When to Raise the Rent

Maybe the cost of maintaining your property has increased, or maybe you want to find a polite way to show problem tenants the door, even if they haven't broken the lease.

Regardless, you have decided that you want to raise the rent.

Asking existing tenants to pay more rent can be a dicey proposition.

Many landlords and property managers aren't sure how to make such a request.

They may fear a confrontation or they may not be sure if they're legally allowed to ask for more rent.

Follow these guidelines to navigate this thorny issue gracefully and within the boundaries of the law.

Can You Raise the Rent on Your Properties?
There are different laws in different jurisdictions, so be sure to check rent regulations before making a decision.

Landlords are typically free to raise the rent, except for when rent regulations are in place.

You probably already know if a given property is subject to rent regulations, but you should double-check your local laws to see if the rent can be raised, how much, and when.

Even for non-rent-controlled properties, there are often regulations in place dictating how much the landlord can raise the rent.

Keep in mind that you can never increase the rent in a way that's discriminatory.

In other words, you can't raise the rent solely because a tenant belongs to a protected class.

When Should I Announce a Raise in Rent?
Often, the amount of increase determines the notice you need to give a tenant.

A great rent raise may require more notice than an incremental increase.

Also, if tenants are on a yearly lease, most jurisdictions only permit landlords to change the rent once the annual lease is due.

This gives tenants the opportunity to decide if they want to pay the new rent, or if they'd rather look for other housing.

A month-to-month lease generally functions on different rules than an annual lease.

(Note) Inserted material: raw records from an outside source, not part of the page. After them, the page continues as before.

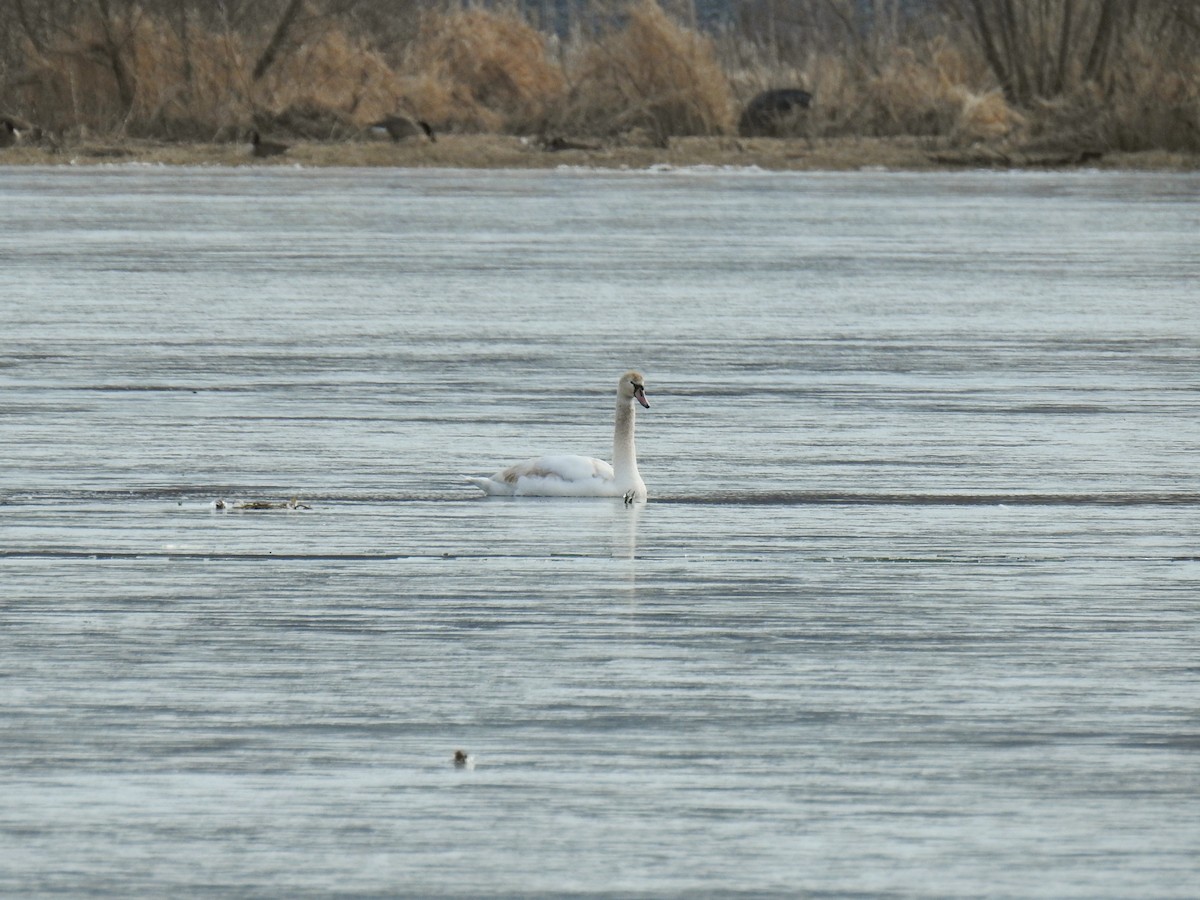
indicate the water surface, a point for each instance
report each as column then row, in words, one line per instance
column 911, row 612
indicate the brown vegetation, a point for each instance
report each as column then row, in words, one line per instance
column 1039, row 78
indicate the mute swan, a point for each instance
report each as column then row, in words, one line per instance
column 582, row 475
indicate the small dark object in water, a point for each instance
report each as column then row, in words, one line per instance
column 772, row 113
column 399, row 127
column 555, row 144
column 258, row 505
column 263, row 149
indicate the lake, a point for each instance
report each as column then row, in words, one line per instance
column 911, row 611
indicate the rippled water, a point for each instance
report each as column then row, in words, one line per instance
column 912, row 610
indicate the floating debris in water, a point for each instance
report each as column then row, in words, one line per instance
column 258, row 505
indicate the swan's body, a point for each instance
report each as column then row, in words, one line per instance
column 582, row 475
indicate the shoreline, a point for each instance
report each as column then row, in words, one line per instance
column 492, row 151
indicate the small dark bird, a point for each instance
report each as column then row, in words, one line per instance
column 263, row 149
column 399, row 127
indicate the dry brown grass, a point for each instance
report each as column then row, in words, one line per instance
column 643, row 72
column 648, row 73
column 477, row 70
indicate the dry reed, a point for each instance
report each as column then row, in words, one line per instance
column 637, row 70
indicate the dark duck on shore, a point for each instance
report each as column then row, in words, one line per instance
column 400, row 127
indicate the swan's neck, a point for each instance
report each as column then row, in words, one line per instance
column 624, row 451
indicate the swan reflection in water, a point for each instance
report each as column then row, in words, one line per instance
column 563, row 475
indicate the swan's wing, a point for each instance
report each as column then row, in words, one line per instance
column 552, row 477
column 563, row 468
column 490, row 485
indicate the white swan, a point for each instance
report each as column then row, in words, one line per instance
column 582, row 475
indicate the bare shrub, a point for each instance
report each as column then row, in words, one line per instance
column 478, row 70
column 649, row 73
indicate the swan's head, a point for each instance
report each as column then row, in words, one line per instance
column 633, row 387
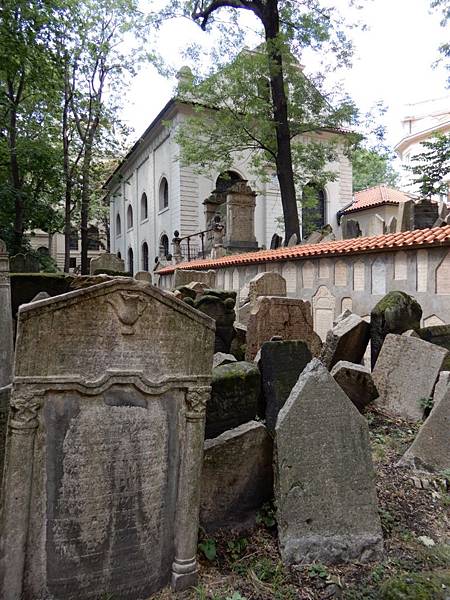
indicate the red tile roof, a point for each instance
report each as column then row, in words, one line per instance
column 420, row 238
column 376, row 196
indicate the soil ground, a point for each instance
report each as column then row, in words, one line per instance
column 416, row 527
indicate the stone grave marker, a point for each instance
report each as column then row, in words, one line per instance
column 186, row 276
column 405, row 375
column 324, row 479
column 235, row 397
column 280, row 363
column 356, row 381
column 104, row 450
column 237, row 477
column 395, row 313
column 289, row 318
column 106, row 262
column 346, row 341
column 430, row 451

With this kind of lease, the landlord is usually more free to raise the rent when they please.

Regulations often require the owner give at least 30 days notice in anticipation of a rent increase—perhaps more if the increase is larger than a certain percentage.

Check local regulations to determine that percentage.

How Should I Notify My Tenants of a Raise in Rent?
It goes without saying, but always give tenants fair warning.

Let them know of the rise as far ahead as you can, so they can react accordingly, and you can get new tenants into the property, should the raise not be agreeable.

If you're raising the rent because a tenant is problematic, it's a good idea to try to talk to them to get them to clean up their act.

For example, if they're damaging the property (but not to the point where they're violating the lease), tell them you may need to raise the rent if this behavior continues to cover the costs of repairs.

It's also always a good idea to let the tenants know why you're raising the rent.

It may be tied to inflation, utilities may have spiked, or you may have had to do more frequent maintenance.

Whatever it is, letting them know your rationale lets them know that you respect them and that you want to keep them in the loop.